Even worse, Columbo's Sergeant leads him out to the driveway to to show him some recent damage to a pillar at the end of the driveway, which we see was caused by the suspect's car during his getaway - but this evidence is completely forgotten for the rest of the story. The absolutely irrefutable points that COULD have been obtained from this great piece of evidence - but WEREN'T - are staggering things to omit from the story of a criminal investigation: 1. The blind man knew the exact time (by his Braille watch) when the suspect car came screeching out of the driveway and nearly ran over him, but no one asked him if he heard the vehicle collide with the column that was within 10 feet of where he was standing, to prove that it was, in fact. The suspect's car that had caused the damage.

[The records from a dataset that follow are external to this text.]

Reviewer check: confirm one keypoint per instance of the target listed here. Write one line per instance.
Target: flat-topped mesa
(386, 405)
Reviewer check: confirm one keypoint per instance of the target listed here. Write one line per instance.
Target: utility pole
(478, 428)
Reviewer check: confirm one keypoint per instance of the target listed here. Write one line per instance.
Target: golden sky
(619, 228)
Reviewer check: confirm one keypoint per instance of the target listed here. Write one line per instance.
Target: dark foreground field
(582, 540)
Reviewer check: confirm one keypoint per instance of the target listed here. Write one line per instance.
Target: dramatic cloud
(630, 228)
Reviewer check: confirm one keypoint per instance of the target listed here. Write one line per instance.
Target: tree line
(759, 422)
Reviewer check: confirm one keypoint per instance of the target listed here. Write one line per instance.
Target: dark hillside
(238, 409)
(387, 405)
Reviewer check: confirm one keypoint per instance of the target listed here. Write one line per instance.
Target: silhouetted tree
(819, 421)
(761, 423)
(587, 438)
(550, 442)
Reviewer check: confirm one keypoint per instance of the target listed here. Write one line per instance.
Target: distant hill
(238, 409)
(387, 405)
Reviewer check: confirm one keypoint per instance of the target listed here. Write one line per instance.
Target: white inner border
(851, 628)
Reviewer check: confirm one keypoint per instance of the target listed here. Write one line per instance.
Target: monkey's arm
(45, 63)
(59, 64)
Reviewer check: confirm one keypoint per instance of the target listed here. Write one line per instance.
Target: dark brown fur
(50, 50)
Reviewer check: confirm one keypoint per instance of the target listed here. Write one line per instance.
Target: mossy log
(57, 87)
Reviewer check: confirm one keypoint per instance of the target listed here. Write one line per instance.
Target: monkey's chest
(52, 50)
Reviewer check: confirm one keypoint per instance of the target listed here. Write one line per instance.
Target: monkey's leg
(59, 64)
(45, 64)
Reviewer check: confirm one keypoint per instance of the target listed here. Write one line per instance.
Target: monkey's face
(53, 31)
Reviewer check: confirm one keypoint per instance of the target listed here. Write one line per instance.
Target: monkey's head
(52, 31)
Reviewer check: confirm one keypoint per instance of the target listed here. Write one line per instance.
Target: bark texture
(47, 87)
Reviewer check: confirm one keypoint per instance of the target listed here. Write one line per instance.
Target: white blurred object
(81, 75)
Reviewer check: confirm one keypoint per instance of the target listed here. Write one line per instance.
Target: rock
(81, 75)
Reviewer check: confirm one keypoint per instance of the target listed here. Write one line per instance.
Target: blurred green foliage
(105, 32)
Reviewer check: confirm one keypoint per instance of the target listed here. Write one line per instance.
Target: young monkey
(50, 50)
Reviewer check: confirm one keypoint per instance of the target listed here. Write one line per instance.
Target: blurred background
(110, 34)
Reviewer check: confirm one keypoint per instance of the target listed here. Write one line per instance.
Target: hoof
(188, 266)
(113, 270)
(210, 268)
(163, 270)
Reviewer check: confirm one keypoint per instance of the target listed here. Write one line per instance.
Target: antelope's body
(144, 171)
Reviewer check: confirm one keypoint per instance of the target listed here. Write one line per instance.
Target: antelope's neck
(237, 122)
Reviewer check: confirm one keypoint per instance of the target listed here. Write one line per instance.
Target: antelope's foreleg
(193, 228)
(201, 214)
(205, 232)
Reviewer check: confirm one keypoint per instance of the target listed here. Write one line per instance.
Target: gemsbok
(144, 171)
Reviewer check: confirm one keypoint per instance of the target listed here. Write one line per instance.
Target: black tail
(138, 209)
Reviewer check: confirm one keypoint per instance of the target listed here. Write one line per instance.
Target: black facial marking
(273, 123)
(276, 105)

2. Columbo later checks the suspect's car, and even after noting that the narrow tires seem to be of the same width, tread pattern and make as the suspect vehicle that left the tire tracks he insisted on having photographed, he fails not only to try to match the photo to the tires themselves, but he also fails to check the front driver's side of the vehicle for collision damage (there would have been bumper and/or fender damage, with paint transfer from the car onto the column and vice versa, plus the height of the impact marks on both the column and the vehicle would have matched. Not only this, but, even decades before this episode was made, paint flakes from the vehicle that were left at the crime scene could have been exactly matched to the suspect vehicle by spectrographic analysis of the paint's chemical composition at the LAPD Crime Lab. This would not only be able to determine that the paint had come from a Mercedes, but that the paint at the crime scene came from the same production batch as the paint on the suspect's car)! Additionally, paint chips found by the column could be shown to fit exactly into the spaces on the vehicle where they had come off - and the same is true of pieces of headlight glass, had there been any left at the scene.

To miss these excellent opportunities to gather such conclusive pieces of evidence kind of knocked me right out of the story.

I can't entirely fault the writers for making such glaring omissions in their script. I admit that I only know these things because I used to be a crime scene investigator. But then again, that's why so many good writers hire script consultants.